Einen Versuch ist es wert.

Nicht jede(r) von uns muss als Sozialarbeiter(in) tätig werden. Nicht jede(r) kann Statistiken zur Migration auswendig lernen.
Es gilt den Fokus wieder gerade zu rücken. Weg von den AfD Reizthemen.

Unfollow! Werde deine Filter-Blase los, indem du die Anzahl der Accounts reduzierst, denen du folgst. Du bist kein schlechterer Mensch, wenn du nicht sämtlichen Antifa-Info Gruppen folgst. Die meisten duplizieren lediglich ihre Inhalte.

Ohren auf: Höre Podcasts zu sozialpolitischen Themen.

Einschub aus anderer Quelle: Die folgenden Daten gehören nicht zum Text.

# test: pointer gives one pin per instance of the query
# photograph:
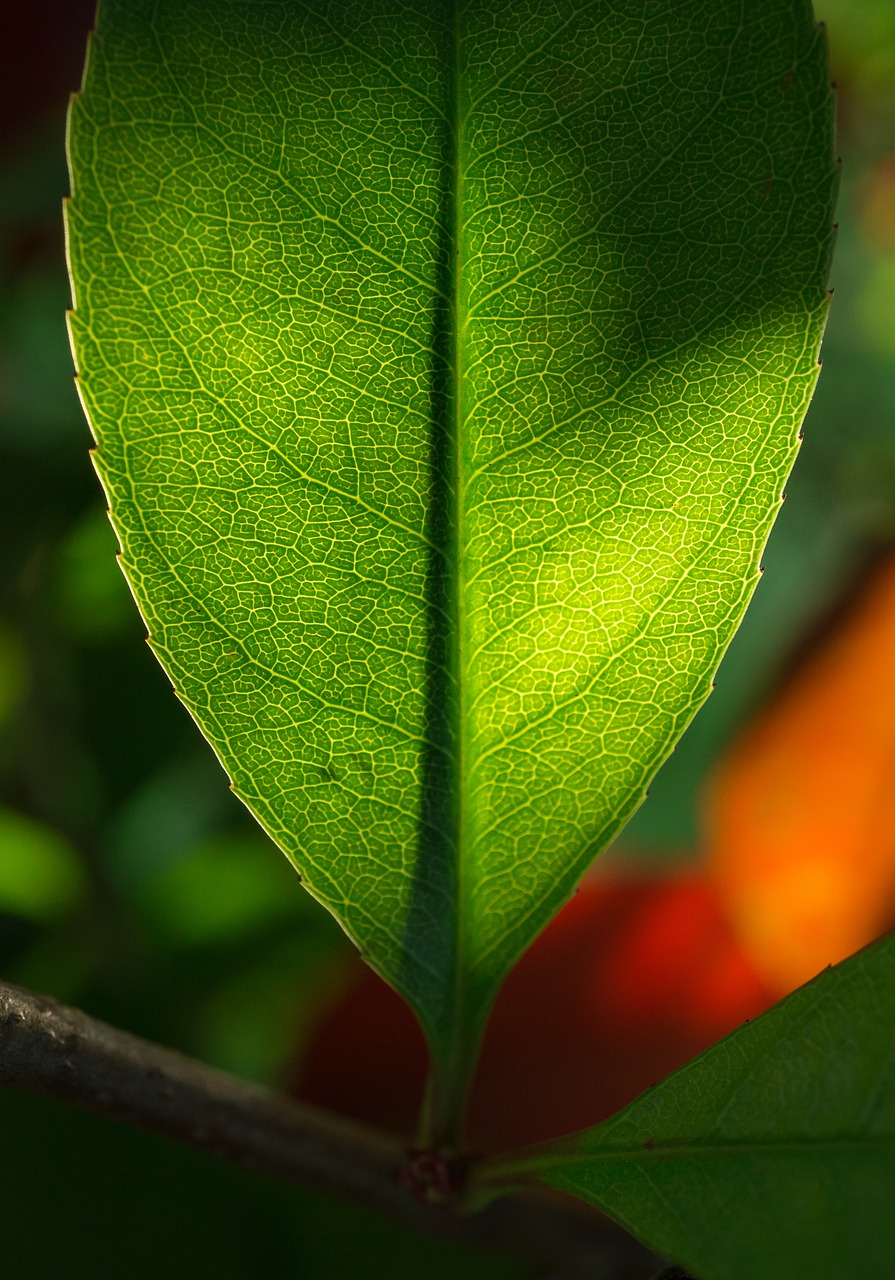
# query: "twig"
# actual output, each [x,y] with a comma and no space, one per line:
[60,1052]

Raus aus Instagram: Verwandle deine Onlinezeit in etwas produktives. Belies dich zu Fragen des aktuellen, politischen Geschehens.

Auch du hast Reichweite: Trau dich ernsthafte Texte zu verfassen. Social Media besteht nicht nur aus Gifs.

Liefere Inhalte: Schreibe einen Blog-Text über Themen, die du zuletzt gelesen hast. Du kannst auch mit deinen Freunden diskutieren.

Dein Umfeld: Sprich mit deinen Eltern und Verwandten darüber, was sie täglich auf FB sehen und kläre sie über Filter-Blasen auf.

Und zu guter Letzt:
Kein Sex mit Nazis.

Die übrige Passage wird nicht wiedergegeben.